The house Notch just bought for seventy million dollars
It's that time of year again, when I scramble to follow the tacit assumption that I need to sum up my work of the past year. But my problem is my sense of individual years as disparate units inherently separable from each other has all but disintegrated. I don't think we're necessarily any closer to answering the questions that have been posed around the games or social justice twitter debates of the past few years. More voices are popping up to the surface than ever before - people of color in particular, and while some issues (like harassment) may have finally broken into the mainstream consciousness - most big videogame press outlets like Polygon or Kotaku or Giant Bomb have consistently shown that they're not really interested in engaging with or even trying to have a real understanding of discussions that are happening in these communities. Videogame culture, whether it stands for or against a thing like Gamergate, is still not a welcoming place for, or particularly interested in hearing the expression of most marginalized people.

So marginalized people who exist in the game world are put in an awkward place. You're supposed to stick around making stuff, and perform that action of being an important voice of outrage whose existence offers comfort to other people - and you might receive some kind of material or social support for that. You might even be asked to speak at conferences. But never is your voice seriously entered into any kind of lasting or larger debate. The reality is that Polygon or Giant Bomb or Kotaku aren't particularly interested in hearing your voice. And don't hope, by the way, that your work will seep out into other, potentially more welcoming, spheres of the internet - because the reality is that they're not particularly open to or interested in any of the work being done in games, let alone yours.

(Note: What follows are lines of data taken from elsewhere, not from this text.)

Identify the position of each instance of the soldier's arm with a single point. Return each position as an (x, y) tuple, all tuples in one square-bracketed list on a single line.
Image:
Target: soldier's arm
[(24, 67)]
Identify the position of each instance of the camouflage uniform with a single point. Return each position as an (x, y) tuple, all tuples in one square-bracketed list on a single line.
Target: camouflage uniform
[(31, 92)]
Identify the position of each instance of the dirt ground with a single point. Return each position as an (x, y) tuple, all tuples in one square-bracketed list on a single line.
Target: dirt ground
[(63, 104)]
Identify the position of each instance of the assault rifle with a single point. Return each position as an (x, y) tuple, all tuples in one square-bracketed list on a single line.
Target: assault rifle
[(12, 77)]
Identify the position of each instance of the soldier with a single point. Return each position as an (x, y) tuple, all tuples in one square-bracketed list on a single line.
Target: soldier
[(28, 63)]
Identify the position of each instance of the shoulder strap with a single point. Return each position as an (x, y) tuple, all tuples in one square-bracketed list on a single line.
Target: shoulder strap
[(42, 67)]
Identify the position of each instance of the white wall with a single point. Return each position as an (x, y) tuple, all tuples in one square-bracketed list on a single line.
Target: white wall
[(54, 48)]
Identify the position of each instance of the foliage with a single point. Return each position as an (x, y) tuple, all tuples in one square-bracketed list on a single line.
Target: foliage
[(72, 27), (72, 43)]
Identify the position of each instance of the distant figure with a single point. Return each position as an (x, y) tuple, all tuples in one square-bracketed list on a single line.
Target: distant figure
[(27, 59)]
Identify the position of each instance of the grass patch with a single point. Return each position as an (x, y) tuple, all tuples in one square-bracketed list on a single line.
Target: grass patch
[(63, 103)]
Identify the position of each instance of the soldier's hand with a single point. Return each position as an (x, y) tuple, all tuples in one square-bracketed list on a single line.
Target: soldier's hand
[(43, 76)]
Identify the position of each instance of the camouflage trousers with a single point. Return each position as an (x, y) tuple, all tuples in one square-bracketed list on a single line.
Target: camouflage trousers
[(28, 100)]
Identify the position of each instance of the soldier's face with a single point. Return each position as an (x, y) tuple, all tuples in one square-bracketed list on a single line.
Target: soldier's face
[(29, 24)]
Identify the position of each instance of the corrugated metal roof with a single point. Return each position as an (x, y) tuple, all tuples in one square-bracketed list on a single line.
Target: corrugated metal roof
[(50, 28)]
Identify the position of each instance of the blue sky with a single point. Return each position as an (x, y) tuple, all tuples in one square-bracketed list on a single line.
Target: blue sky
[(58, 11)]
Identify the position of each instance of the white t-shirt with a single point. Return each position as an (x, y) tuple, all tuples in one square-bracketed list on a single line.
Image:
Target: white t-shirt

That's not to forget that, of course, Patreon is a lovely thing that has allowed people like me to survive and be able to overcome issues like homelessness. That has been a major positive development of the past year. But sometimes it's hard to decipher whether someone is funding my Patreon because they want me to keep talking, or if it's that they think the money will finally satisfy me enough to shut me up from being challenging to my audience, or talking about issues that make them uncomfortable.

There are these unwritten rules if you want to be a successful content creator on the internet: Making scheduled announcements & holding to them, always keeping your following organized and up to date on whatever you're doing next, being present on all forms of social media, playing to your fanbase - these things are expected of you to be successful. But what this really means, in this day and age, is - be safe and reliable. Don't rock the boat. Follow pre-approved methods of distribution and dissemination of your work. Don't challenge your audience. 

Mainstream press outlets act as if someone as popular as PewDiePie has done a great and amazing new thing by finding the following he has, but the reason he's been so successful is exactly because of how much he plays to his audience and does exactly what they expect of him. Success on the internet is, without a doubt, inherently tied into endlessly stoking a certain kind of predictability and formulaicness to your audience. No one who really wants to foster new and interesting expression could truly argue for this. This is not any kind of admirable model for an artist who cares about the uniqueness of their work to follow. We are always, always destined to fail when put up against someone like PewDiePie.

So we must fight for whatever scraps we can get. We must write our articles to be viral, frame something else we want to talk about around whatever is the latest hot-button issues on our social network, if need be. Just get noticed. And when we do, don't expect that it's anyone's real obligation to follow or engage with our work beyond the week or so that we put it out into the world in. If we don't consistently and predictably do it completely for other people and play 100% into their biases, then we can't expect or feel obligated to their attention.

But it's okay. You can do it for yourself. Keep making stuff, keep being present, and maybe some people will be into your work! But don't feel that anyone is obligated to engage with your work, or respect what you have to say. You have the freedom to do whatever you want! You have the freedom to do whatever you want -- as long as you understand that you're disposable, and if you don't walk exactly in between the lines painted for you, someone else will. And he might be the next Notch or PewDiePie.


The world we live in is unstable. I guess there's nothing new about that. The difference is that we're beginning to see that more and more clearly now. 2014 was a particularly intense and upsetting year for a lot of people in many ways. Maybe there was nothing new, but the fact that the world was watching was new. Ferguson is not new, but the twitter discussion and protests around it are. And that's comforting. Things move forward and change because they should move forward and change. There is still plenty of time ahead for us. And thank God for that, because we've only just begun. And we will find our voices. Wherever and whenever and however that might be, however, still remains a mystery.